Drought is one of the most prevailing abiotic stresses affecting the growth, development, and productivity of maize. Knowledge of drought tolerance could help in maize improvement. However, less research has been done to comprehensively evaluate the drought tolerance of maize inbred lines. We used 27 elite maize inbred lines selected from Shaan A group and Shaan B group breeding populations to estimate their drought tolerance in 3 years 2 locations under normal field conditions and low irrigation. Using principal component analysis (PCA) and GGE biplots, all inbred lines, including the controls, could be divided into four types. Ten lines could be categorized as the high-yield drought-resistant type (‘KB081’, ‘KA105’, ‘KB417’, ‘KB215’, ‘KB-7’, ‘2013KB-37’, ‘KA203’, ‘2012KA-34’, ‘KA225’, and ‘91227’) because of their stability and wide adaptability. Compared with the controls, a large proportion of the inbred lines selected from Shaan A and Shaan B breeding populations demonstrated higher drought resistance. Our results suggest that multi-year drought screening can be used as a tool to improve the drought resistance of maize inbred lines and provide a scientific basis for making better use of the Shaan A and Shaan B maize inbred lines to breed new varieties and to identify existing drought-resistant maize varieties.

1. Introduction

With the increase in global warming caused by human activities, drought has become more serious. The agricultural losses caused by drought are equivalent to 60% of the losses attributed to all climatic disasters. Water shortage has become a serious ecological problem that restricts the development of global agricultural production [1]. In China, drought is the most common and most influential climatic disaster, with the average area affected by drought annually being 2 × 10⁷ ha, which accounts for about one-sixth of the total cultivated land in China [2]. Maize is a staple crop that has some of the highest yield and planting areas all over the world, and thus improving its productivity and decreasing the effect of drought is an urgent problem. It has been proven that the large-scale cultivation and promotion of stress-resistant varieties in production is the most important reason for the increased maize production, due especially to the development of breeding processes [3]. More research supports the concept that production is equivalent to or reflects stress resistance [3]. In other words, the increased stress resistance of maize varieties has contributed to the increase in yield [4]. Therefore, improving drought resistance in maize has become an important problem in the development of new varieties. The first step is to identify drought-resistant materials. Previous studies have suggested that the tolerance of maize hybrids is inherited from both parents [5]. When the inbred lines have drought tolerance, the hybrids also have drought tolerance. On the contrary, if the inbred lines have weak drought tolerance, their hybrids are also relatively weak in drought tolerance [6]. Therefore, exploring the drought tolerance of maize inbred lines and breeding new drought-tolerant varieties have become important ways to improve maize yield.

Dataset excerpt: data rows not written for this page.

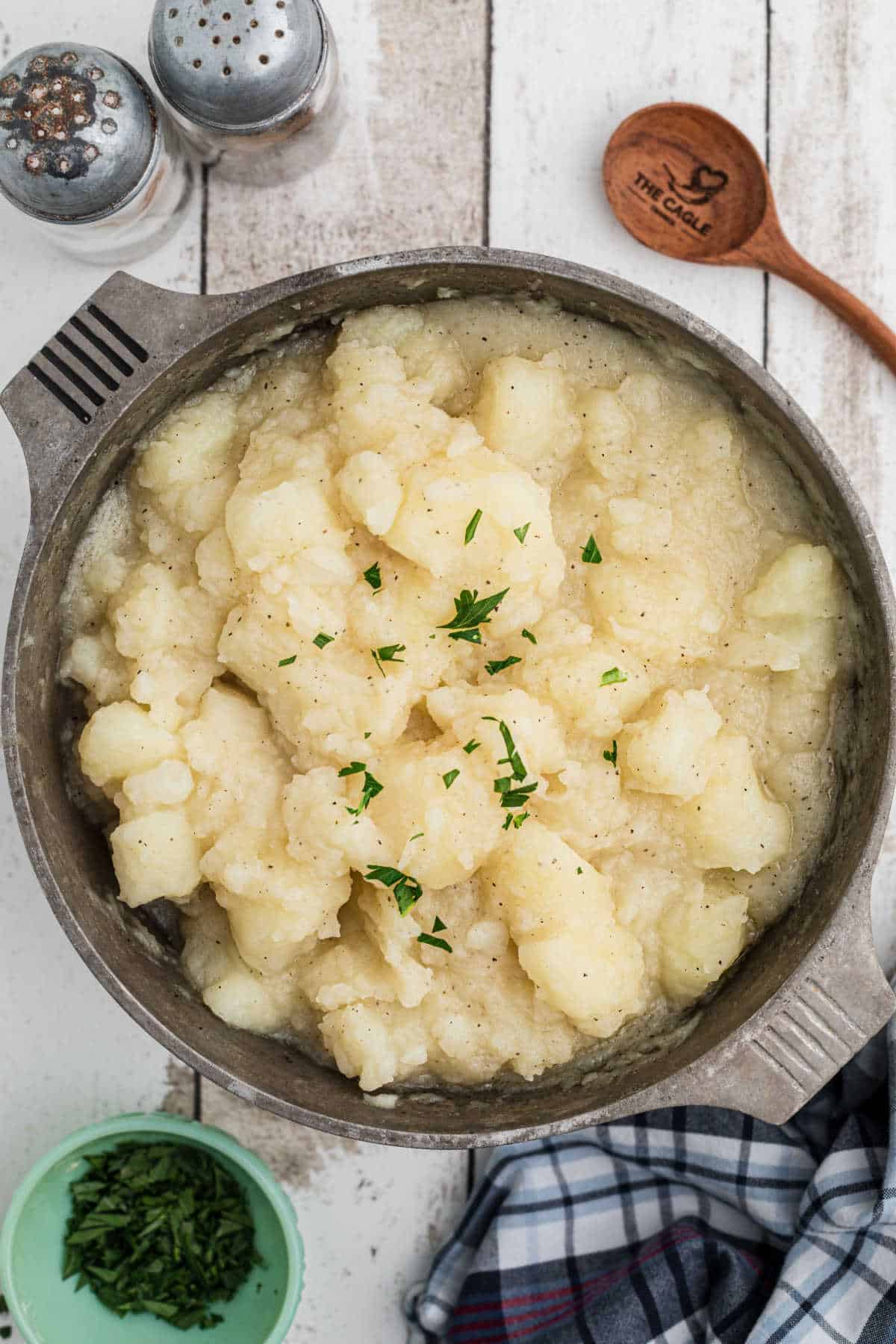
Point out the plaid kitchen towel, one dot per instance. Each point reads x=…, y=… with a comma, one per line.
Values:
x=687, y=1225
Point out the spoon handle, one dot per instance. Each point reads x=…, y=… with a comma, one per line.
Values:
x=788, y=264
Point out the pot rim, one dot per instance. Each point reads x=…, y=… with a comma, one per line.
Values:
x=852, y=910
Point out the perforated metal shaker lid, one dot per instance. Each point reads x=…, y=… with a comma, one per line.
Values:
x=238, y=66
x=78, y=132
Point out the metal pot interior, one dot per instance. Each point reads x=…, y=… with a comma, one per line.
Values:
x=136, y=954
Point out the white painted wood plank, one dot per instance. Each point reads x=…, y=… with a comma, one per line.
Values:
x=564, y=75
x=371, y=1218
x=408, y=171
x=70, y=1054
x=833, y=139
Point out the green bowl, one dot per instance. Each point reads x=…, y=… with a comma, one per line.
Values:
x=46, y=1307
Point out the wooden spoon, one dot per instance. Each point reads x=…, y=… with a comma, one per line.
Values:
x=687, y=183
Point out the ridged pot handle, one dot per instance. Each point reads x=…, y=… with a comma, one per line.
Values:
x=803, y=1036
x=121, y=339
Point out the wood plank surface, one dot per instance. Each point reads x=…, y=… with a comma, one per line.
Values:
x=408, y=167
x=413, y=169
x=564, y=75
x=833, y=144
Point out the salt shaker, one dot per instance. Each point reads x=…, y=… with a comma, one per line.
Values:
x=253, y=84
x=87, y=154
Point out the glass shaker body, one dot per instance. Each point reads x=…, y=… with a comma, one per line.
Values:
x=257, y=90
x=87, y=152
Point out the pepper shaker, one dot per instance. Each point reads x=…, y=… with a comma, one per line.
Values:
x=87, y=154
x=253, y=84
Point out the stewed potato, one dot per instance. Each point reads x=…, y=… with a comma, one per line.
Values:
x=467, y=678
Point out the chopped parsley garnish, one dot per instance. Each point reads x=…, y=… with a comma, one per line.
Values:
x=368, y=792
x=163, y=1229
x=514, y=757
x=612, y=676
x=435, y=942
x=590, y=553
x=470, y=611
x=500, y=665
x=374, y=577
x=406, y=889
x=388, y=655
x=514, y=797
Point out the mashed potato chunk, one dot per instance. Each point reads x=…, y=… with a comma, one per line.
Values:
x=467, y=676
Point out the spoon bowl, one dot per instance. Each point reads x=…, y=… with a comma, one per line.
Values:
x=687, y=183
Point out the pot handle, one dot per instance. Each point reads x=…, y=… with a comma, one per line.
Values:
x=99, y=362
x=813, y=1028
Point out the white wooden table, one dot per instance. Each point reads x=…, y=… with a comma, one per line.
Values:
x=473, y=121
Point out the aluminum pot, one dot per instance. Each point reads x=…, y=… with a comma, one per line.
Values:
x=793, y=1011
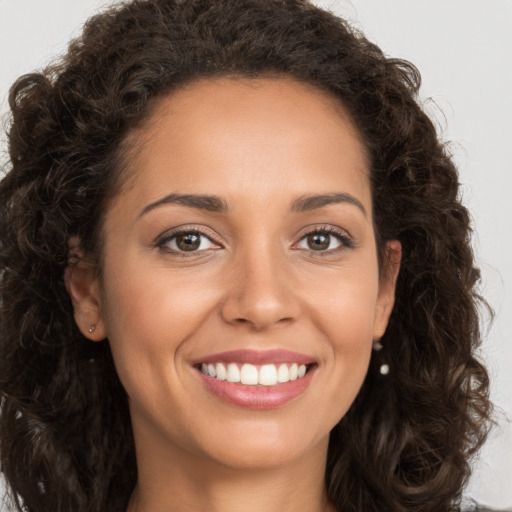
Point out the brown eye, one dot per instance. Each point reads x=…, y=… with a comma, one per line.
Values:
x=188, y=241
x=319, y=241
x=325, y=240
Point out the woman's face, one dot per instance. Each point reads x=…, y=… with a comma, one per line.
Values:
x=242, y=243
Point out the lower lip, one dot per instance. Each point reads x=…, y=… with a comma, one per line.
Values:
x=257, y=397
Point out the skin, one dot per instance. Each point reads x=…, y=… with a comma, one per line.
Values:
x=255, y=283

The ultimate goal of agricultural production is to achieve maximum crop yields for optimal economic benefits. The yield of genotypes under drought stress and in a suitable growing environment can be used as a criterion for judging whether the variety is satisfactory in a habitat with unknown rainfall [7]. The research of Monneveux et al. [8] on maize yield and its components also indicates that yield is feasible and effective in a drought resistance study. Therefore, using yield to evaluate the drought tolerance of maize inbred lines is the most direct and reliable.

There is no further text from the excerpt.